Positiv. Daily hat eine sehr hohe Aufmerksamkeit erzielt und uns erreichen viele begeisterte Leser-Reaktionen. Konstruktive Kritik nehmen wir gerne an – das Schöne am Tageszeitungsmachen ist ja, dass man jeden Tag versuchen kann, es ein bisschen besser zu machen.

Gab es Unerwartetes? Was hat Sie in den ersten Tagen am meisten überrascht?
Keine Überraschung, sondern eher eine Bestätigung ist das Engagement des ganzen Hauses bei Daily: Kollegen von Print, Online und TV arbeiten gemeinsam an einem Produkt, liefern Analysen, drehen Videos, schreiben Kommentare. Das funktioniert sogar noch besser als erwartet.

Wie sieht der Redaktionsalltag bei Spiegel-Daily aus? Redaktionsschluss ist um Punkt 17.00 Uhr. Hört sich irgendwie ein wenig nach der guten alten Tageszeitung an?
Ja, wir glauben an das Konzept Tageszeitung – nur sie hat die Kraft, einmal am Tag die Welt anzuhalten. Das klingt pathetisch, ist aber unsere feste Überzeugung. In Zeiten laufender Eilmeldungen, Updates und Liveticker gibt es tatsächlich Menschen, die das Bedürfnis nach einem abgeschlossenen Produkt haben. Beim Spiegel ist dafür zwischen einer minutenaktuellen Website und einem Wochenmagazin ausreichend Platz.
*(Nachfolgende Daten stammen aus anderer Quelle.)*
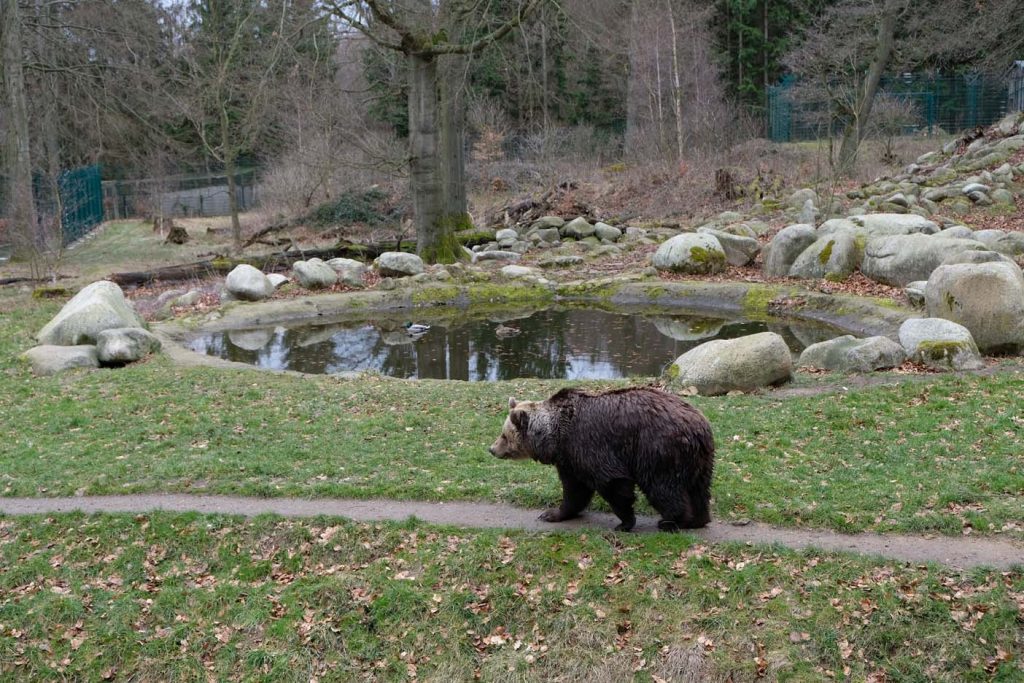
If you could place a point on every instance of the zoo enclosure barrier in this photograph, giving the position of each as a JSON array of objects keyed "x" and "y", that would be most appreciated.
[
  {"x": 78, "y": 196},
  {"x": 941, "y": 103},
  {"x": 177, "y": 196}
]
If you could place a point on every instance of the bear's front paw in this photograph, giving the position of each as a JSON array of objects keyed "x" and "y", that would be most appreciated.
[{"x": 552, "y": 515}]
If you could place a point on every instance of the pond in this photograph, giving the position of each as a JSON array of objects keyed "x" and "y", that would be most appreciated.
[{"x": 553, "y": 343}]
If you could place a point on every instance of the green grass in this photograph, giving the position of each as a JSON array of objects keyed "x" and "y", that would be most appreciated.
[
  {"x": 938, "y": 456},
  {"x": 189, "y": 597}
]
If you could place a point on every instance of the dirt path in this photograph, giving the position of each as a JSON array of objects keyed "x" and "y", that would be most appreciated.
[{"x": 961, "y": 553}]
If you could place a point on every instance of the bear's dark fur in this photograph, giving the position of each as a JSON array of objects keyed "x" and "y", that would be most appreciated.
[{"x": 612, "y": 441}]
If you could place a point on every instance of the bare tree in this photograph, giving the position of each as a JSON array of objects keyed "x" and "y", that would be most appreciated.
[
  {"x": 429, "y": 35},
  {"x": 19, "y": 194}
]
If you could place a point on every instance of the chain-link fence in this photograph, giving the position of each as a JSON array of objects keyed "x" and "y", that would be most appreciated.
[
  {"x": 178, "y": 196},
  {"x": 934, "y": 104},
  {"x": 77, "y": 197}
]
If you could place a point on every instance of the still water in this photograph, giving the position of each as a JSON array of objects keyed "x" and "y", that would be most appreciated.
[{"x": 555, "y": 343}]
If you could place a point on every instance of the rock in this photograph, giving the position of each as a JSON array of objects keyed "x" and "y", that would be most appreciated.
[
  {"x": 834, "y": 257},
  {"x": 690, "y": 253},
  {"x": 50, "y": 359},
  {"x": 808, "y": 213},
  {"x": 518, "y": 271},
  {"x": 189, "y": 298},
  {"x": 904, "y": 258},
  {"x": 578, "y": 228},
  {"x": 99, "y": 306},
  {"x": 849, "y": 354},
  {"x": 1011, "y": 244},
  {"x": 882, "y": 224},
  {"x": 956, "y": 231},
  {"x": 738, "y": 250},
  {"x": 785, "y": 247},
  {"x": 350, "y": 271},
  {"x": 939, "y": 343},
  {"x": 248, "y": 284},
  {"x": 605, "y": 231},
  {"x": 314, "y": 273},
  {"x": 733, "y": 365},
  {"x": 122, "y": 345},
  {"x": 498, "y": 255},
  {"x": 399, "y": 264},
  {"x": 801, "y": 197},
  {"x": 546, "y": 222},
  {"x": 981, "y": 256},
  {"x": 549, "y": 235},
  {"x": 561, "y": 261},
  {"x": 985, "y": 298},
  {"x": 1000, "y": 196},
  {"x": 506, "y": 235},
  {"x": 915, "y": 293}
]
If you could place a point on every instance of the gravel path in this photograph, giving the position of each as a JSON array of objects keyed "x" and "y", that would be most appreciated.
[{"x": 956, "y": 552}]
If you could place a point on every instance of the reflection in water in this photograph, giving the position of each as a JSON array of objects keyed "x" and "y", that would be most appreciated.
[{"x": 557, "y": 343}]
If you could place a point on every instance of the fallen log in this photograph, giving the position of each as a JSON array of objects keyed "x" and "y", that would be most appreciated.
[{"x": 267, "y": 263}]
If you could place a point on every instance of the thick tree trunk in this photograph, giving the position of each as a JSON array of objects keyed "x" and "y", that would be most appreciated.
[
  {"x": 434, "y": 229},
  {"x": 854, "y": 132},
  {"x": 22, "y": 211}
]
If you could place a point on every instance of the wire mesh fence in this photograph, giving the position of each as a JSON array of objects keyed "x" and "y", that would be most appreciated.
[
  {"x": 75, "y": 197},
  {"x": 179, "y": 196},
  {"x": 935, "y": 104}
]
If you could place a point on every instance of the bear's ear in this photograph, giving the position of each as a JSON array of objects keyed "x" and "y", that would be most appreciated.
[{"x": 520, "y": 420}]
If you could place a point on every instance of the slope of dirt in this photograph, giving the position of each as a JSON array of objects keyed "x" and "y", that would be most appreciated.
[{"x": 961, "y": 553}]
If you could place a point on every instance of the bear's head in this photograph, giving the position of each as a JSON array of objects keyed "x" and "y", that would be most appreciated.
[{"x": 515, "y": 441}]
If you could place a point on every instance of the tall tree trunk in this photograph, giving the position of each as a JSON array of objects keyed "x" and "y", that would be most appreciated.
[
  {"x": 453, "y": 142},
  {"x": 18, "y": 159},
  {"x": 677, "y": 89},
  {"x": 855, "y": 129},
  {"x": 228, "y": 154},
  {"x": 434, "y": 241}
]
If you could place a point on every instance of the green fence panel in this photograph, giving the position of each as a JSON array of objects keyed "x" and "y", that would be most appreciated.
[{"x": 82, "y": 197}]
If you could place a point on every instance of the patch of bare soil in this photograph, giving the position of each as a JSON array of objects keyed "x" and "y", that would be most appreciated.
[{"x": 962, "y": 553}]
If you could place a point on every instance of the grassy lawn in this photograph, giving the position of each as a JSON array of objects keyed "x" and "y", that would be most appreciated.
[
  {"x": 938, "y": 456},
  {"x": 188, "y": 597}
]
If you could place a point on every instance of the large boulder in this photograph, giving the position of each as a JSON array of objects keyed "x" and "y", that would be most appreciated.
[
  {"x": 349, "y": 270},
  {"x": 99, "y": 306},
  {"x": 901, "y": 259},
  {"x": 733, "y": 365},
  {"x": 314, "y": 273},
  {"x": 849, "y": 354},
  {"x": 50, "y": 359},
  {"x": 834, "y": 257},
  {"x": 941, "y": 344},
  {"x": 578, "y": 228},
  {"x": 985, "y": 298},
  {"x": 123, "y": 345},
  {"x": 398, "y": 264},
  {"x": 690, "y": 253},
  {"x": 885, "y": 224},
  {"x": 248, "y": 284},
  {"x": 785, "y": 247},
  {"x": 739, "y": 250}
]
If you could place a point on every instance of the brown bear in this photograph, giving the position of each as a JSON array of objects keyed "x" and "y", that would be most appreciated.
[{"x": 612, "y": 441}]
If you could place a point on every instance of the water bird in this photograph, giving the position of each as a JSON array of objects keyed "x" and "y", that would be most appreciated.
[{"x": 416, "y": 329}]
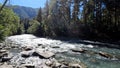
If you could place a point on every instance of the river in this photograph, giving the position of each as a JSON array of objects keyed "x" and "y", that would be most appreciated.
[{"x": 93, "y": 56}]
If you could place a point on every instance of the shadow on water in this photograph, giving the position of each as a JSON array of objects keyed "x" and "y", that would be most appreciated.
[{"x": 108, "y": 44}]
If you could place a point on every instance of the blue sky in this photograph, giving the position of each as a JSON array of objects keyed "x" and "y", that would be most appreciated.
[{"x": 28, "y": 3}]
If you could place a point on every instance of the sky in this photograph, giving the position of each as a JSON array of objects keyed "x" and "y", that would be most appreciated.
[{"x": 27, "y": 3}]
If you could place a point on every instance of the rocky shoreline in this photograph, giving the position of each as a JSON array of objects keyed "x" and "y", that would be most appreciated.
[
  {"x": 31, "y": 53},
  {"x": 29, "y": 57}
]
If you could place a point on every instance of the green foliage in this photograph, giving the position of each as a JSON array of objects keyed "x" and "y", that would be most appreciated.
[
  {"x": 9, "y": 23},
  {"x": 34, "y": 27},
  {"x": 24, "y": 12}
]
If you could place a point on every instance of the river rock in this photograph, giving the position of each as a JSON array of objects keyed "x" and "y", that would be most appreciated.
[
  {"x": 6, "y": 66},
  {"x": 26, "y": 54},
  {"x": 104, "y": 54},
  {"x": 73, "y": 65},
  {"x": 79, "y": 50},
  {"x": 28, "y": 48},
  {"x": 3, "y": 51},
  {"x": 7, "y": 58},
  {"x": 27, "y": 66},
  {"x": 43, "y": 54}
]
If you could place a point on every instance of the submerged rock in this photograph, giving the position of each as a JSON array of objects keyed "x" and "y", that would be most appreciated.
[
  {"x": 26, "y": 54},
  {"x": 7, "y": 58},
  {"x": 104, "y": 54},
  {"x": 27, "y": 66},
  {"x": 6, "y": 66},
  {"x": 44, "y": 54},
  {"x": 73, "y": 65},
  {"x": 79, "y": 50}
]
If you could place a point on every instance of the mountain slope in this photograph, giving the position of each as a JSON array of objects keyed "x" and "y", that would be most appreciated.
[{"x": 25, "y": 12}]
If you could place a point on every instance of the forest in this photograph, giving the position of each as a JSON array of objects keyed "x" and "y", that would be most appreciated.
[
  {"x": 84, "y": 19},
  {"x": 62, "y": 34}
]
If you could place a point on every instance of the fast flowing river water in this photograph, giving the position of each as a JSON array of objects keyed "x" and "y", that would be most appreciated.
[{"x": 93, "y": 56}]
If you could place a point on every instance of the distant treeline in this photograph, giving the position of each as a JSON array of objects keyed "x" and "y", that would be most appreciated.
[{"x": 87, "y": 19}]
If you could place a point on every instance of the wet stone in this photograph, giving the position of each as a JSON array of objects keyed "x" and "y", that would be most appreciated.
[{"x": 44, "y": 54}]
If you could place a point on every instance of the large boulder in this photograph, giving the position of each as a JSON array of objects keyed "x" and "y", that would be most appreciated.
[
  {"x": 43, "y": 54},
  {"x": 79, "y": 50},
  {"x": 104, "y": 54},
  {"x": 73, "y": 65},
  {"x": 7, "y": 58},
  {"x": 6, "y": 66},
  {"x": 26, "y": 54}
]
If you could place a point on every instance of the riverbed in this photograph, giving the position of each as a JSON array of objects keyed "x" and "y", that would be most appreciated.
[{"x": 92, "y": 56}]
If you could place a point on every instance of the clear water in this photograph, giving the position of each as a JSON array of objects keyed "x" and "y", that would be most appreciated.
[{"x": 93, "y": 60}]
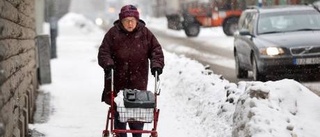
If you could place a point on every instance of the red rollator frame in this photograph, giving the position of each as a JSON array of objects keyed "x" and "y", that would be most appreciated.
[{"x": 112, "y": 132}]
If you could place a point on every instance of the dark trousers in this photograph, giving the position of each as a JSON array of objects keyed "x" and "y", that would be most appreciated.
[{"x": 121, "y": 125}]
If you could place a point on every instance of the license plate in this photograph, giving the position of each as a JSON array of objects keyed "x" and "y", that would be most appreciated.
[{"x": 306, "y": 61}]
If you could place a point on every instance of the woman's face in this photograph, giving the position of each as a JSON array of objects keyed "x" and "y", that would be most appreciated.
[{"x": 129, "y": 23}]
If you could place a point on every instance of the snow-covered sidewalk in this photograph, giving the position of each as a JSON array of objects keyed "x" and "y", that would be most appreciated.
[{"x": 193, "y": 100}]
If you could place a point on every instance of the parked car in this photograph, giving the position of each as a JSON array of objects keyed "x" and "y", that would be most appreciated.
[{"x": 278, "y": 40}]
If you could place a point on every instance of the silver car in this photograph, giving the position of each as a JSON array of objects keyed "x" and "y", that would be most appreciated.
[{"x": 278, "y": 40}]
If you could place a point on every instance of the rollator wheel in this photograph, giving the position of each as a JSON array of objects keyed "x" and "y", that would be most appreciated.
[
  {"x": 154, "y": 135},
  {"x": 105, "y": 134}
]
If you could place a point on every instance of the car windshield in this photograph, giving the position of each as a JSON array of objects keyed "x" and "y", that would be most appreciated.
[{"x": 288, "y": 22}]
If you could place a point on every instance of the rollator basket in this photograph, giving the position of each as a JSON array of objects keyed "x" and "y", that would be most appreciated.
[{"x": 134, "y": 98}]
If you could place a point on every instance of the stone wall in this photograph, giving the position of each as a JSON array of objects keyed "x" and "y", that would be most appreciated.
[{"x": 18, "y": 66}]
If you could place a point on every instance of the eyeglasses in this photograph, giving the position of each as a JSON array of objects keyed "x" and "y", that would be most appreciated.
[{"x": 127, "y": 21}]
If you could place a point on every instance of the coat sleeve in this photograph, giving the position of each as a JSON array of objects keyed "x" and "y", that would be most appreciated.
[
  {"x": 156, "y": 54},
  {"x": 105, "y": 55}
]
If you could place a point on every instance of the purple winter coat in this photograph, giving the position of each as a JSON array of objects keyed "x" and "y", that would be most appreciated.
[{"x": 130, "y": 53}]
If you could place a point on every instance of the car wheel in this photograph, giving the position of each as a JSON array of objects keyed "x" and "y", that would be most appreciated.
[
  {"x": 240, "y": 72},
  {"x": 231, "y": 26},
  {"x": 257, "y": 76}
]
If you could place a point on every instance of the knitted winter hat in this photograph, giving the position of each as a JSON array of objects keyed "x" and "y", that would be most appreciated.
[{"x": 129, "y": 11}]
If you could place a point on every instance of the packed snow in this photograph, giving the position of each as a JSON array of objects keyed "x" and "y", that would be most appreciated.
[{"x": 193, "y": 101}]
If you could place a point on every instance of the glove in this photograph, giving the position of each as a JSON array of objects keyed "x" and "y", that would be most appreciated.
[
  {"x": 107, "y": 71},
  {"x": 156, "y": 69}
]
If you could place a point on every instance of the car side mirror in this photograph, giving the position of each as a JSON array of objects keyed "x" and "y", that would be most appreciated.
[{"x": 244, "y": 32}]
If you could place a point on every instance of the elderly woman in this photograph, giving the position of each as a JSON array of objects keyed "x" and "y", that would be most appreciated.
[{"x": 127, "y": 48}]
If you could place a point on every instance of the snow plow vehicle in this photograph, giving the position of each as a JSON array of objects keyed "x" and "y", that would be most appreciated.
[
  {"x": 214, "y": 13},
  {"x": 193, "y": 15}
]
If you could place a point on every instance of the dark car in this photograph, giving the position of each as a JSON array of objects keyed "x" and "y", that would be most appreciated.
[{"x": 278, "y": 40}]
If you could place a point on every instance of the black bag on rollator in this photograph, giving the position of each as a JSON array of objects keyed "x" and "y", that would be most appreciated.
[{"x": 134, "y": 98}]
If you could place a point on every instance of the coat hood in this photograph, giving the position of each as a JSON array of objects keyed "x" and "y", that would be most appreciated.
[{"x": 119, "y": 25}]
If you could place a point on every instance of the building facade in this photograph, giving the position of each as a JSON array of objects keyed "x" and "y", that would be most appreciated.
[{"x": 18, "y": 66}]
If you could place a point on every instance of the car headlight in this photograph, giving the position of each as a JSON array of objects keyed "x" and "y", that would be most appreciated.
[{"x": 271, "y": 51}]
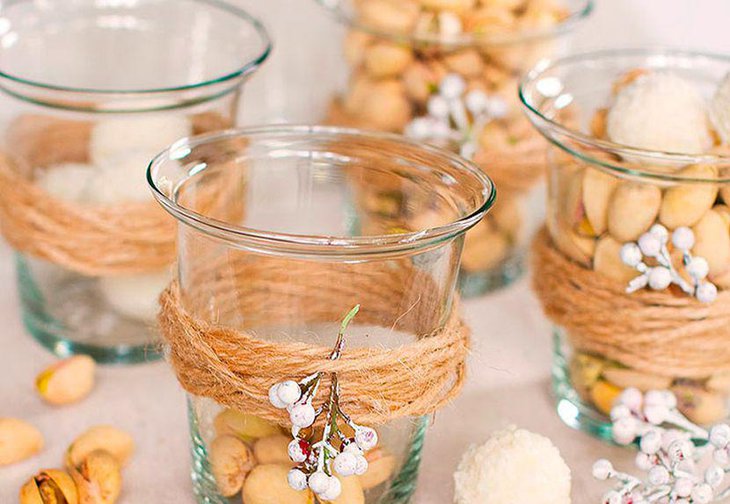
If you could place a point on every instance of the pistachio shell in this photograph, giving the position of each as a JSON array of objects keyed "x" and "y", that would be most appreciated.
[
  {"x": 381, "y": 466},
  {"x": 352, "y": 491},
  {"x": 712, "y": 242},
  {"x": 597, "y": 189},
  {"x": 230, "y": 461},
  {"x": 387, "y": 59},
  {"x": 67, "y": 381},
  {"x": 19, "y": 440},
  {"x": 98, "y": 478},
  {"x": 49, "y": 486},
  {"x": 268, "y": 484},
  {"x": 700, "y": 406},
  {"x": 685, "y": 204},
  {"x": 246, "y": 427},
  {"x": 272, "y": 450},
  {"x": 625, "y": 378},
  {"x": 607, "y": 261},
  {"x": 632, "y": 210},
  {"x": 603, "y": 395},
  {"x": 101, "y": 437}
]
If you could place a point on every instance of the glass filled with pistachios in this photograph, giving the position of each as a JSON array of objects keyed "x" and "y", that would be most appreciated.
[
  {"x": 446, "y": 72},
  {"x": 92, "y": 92},
  {"x": 634, "y": 265}
]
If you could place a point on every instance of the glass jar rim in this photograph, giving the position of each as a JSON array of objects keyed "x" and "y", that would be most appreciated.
[
  {"x": 550, "y": 127},
  {"x": 245, "y": 69},
  {"x": 465, "y": 40},
  {"x": 321, "y": 244}
]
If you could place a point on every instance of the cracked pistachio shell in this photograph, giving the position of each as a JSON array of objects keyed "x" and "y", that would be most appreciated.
[
  {"x": 381, "y": 466},
  {"x": 247, "y": 427},
  {"x": 685, "y": 204},
  {"x": 230, "y": 462},
  {"x": 67, "y": 381},
  {"x": 632, "y": 210},
  {"x": 19, "y": 440},
  {"x": 607, "y": 261},
  {"x": 389, "y": 16},
  {"x": 50, "y": 486},
  {"x": 98, "y": 478},
  {"x": 597, "y": 189},
  {"x": 268, "y": 484},
  {"x": 101, "y": 437},
  {"x": 712, "y": 242},
  {"x": 387, "y": 59},
  {"x": 272, "y": 449}
]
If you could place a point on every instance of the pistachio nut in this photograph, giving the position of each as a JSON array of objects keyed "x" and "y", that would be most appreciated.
[
  {"x": 19, "y": 440},
  {"x": 50, "y": 486},
  {"x": 67, "y": 381},
  {"x": 101, "y": 437},
  {"x": 98, "y": 478},
  {"x": 230, "y": 462},
  {"x": 268, "y": 484}
]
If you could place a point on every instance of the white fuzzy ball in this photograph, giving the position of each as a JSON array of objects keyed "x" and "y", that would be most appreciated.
[
  {"x": 660, "y": 112},
  {"x": 514, "y": 465}
]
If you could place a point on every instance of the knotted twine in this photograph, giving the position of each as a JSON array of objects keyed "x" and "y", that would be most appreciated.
[
  {"x": 236, "y": 368},
  {"x": 663, "y": 333}
]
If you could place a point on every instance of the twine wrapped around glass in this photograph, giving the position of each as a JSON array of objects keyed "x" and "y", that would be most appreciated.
[
  {"x": 264, "y": 283},
  {"x": 403, "y": 55},
  {"x": 634, "y": 265},
  {"x": 96, "y": 90}
]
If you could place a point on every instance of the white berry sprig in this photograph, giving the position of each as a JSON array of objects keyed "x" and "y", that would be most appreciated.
[
  {"x": 654, "y": 244},
  {"x": 677, "y": 471},
  {"x": 455, "y": 115},
  {"x": 334, "y": 451}
]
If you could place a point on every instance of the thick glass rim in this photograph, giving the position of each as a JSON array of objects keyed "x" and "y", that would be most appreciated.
[
  {"x": 576, "y": 16},
  {"x": 323, "y": 244},
  {"x": 247, "y": 68},
  {"x": 551, "y": 127}
]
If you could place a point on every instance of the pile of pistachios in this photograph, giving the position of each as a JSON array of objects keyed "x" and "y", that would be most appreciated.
[{"x": 250, "y": 456}]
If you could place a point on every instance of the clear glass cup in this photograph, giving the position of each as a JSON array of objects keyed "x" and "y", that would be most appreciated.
[
  {"x": 94, "y": 91},
  {"x": 264, "y": 262},
  {"x": 399, "y": 52},
  {"x": 603, "y": 195}
]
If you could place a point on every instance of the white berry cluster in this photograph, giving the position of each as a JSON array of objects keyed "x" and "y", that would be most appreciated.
[
  {"x": 455, "y": 115},
  {"x": 654, "y": 244},
  {"x": 335, "y": 451},
  {"x": 684, "y": 464}
]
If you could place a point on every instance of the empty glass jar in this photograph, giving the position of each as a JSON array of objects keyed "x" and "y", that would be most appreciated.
[
  {"x": 284, "y": 261},
  {"x": 96, "y": 90}
]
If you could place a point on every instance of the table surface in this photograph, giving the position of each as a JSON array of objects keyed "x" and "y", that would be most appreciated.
[{"x": 508, "y": 384}]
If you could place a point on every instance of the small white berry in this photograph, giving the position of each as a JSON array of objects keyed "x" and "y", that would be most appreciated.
[
  {"x": 706, "y": 292},
  {"x": 302, "y": 415},
  {"x": 289, "y": 392},
  {"x": 659, "y": 278},
  {"x": 602, "y": 469},
  {"x": 366, "y": 438},
  {"x": 274, "y": 397},
  {"x": 683, "y": 238},
  {"x": 346, "y": 463},
  {"x": 650, "y": 245},
  {"x": 319, "y": 482},
  {"x": 297, "y": 480}
]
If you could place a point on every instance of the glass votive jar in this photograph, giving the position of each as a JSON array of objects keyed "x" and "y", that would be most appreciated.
[
  {"x": 404, "y": 56},
  {"x": 635, "y": 264},
  {"x": 95, "y": 90},
  {"x": 264, "y": 282}
]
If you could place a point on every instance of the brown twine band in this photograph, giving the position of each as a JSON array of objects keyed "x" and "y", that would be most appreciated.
[
  {"x": 236, "y": 369},
  {"x": 663, "y": 333}
]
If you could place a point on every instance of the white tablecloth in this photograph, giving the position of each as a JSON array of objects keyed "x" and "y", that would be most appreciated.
[{"x": 508, "y": 383}]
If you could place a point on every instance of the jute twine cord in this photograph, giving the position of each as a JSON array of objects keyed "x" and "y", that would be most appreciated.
[
  {"x": 236, "y": 368},
  {"x": 663, "y": 333}
]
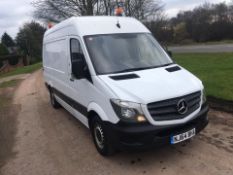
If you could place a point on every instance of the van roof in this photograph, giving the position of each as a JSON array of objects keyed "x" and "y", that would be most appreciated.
[{"x": 95, "y": 25}]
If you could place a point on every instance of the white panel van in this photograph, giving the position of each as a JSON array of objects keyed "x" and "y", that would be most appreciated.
[{"x": 113, "y": 76}]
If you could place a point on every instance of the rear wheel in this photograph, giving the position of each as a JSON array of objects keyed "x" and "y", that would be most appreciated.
[
  {"x": 100, "y": 138},
  {"x": 53, "y": 100}
]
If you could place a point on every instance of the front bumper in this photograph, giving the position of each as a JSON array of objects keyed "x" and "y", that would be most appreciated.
[{"x": 124, "y": 136}]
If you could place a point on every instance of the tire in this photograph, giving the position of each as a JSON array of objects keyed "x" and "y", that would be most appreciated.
[
  {"x": 100, "y": 138},
  {"x": 53, "y": 100}
]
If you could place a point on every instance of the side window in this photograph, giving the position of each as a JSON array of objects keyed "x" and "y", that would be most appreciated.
[
  {"x": 76, "y": 51},
  {"x": 78, "y": 62}
]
Im Internet kann man ja alles so schön messen. Deshalb verraten Sie doch mal: Wie viele Leser haben die ersten Ausgaben gefunden und was sind die beliebtesten Rubriken/Themen?
Wir liegen im Plan, wollen aber noch keine konkreten Zahlen nennen. Neben den Erklärstücken sind es vor allem die Kommentare, die stark nachgefragt werden. Harald Schmidt und Jörg Kachelmann haben eine große und treue Fangemeinde. Und das Emoji-Interview, das wir unter anderem mit Grünen-Chef Cem Özdemir geführt haben, funktioniert sehr gut in den Sozialen Netzwerken.

Was zeigen die ersten Erfahrungen: Wie und von wem wird Spiegel Daily genutzt? Entspricht dies den eigentlichen Überlegungen, die sie vor dem Start angestellt hatten?
Noch ist es zu früh für stabile Erkenntnisse über die Nutzer-Demografie. Nach wie vor richten wir uns an jene Menschen, die keine Zeit oder keine Lust haben, mehrmals täglich die klassischen Nachrichtenseiten anzusteuern, um sich auf dem Laufenden zu halten und stattdessen ein Mal täglich kompakt informiert werden wollen. Dass Daily in den ersten Tagen vor allem auf dem Smartphone genutzt wird, freut uns. Dafür ist es optimiert.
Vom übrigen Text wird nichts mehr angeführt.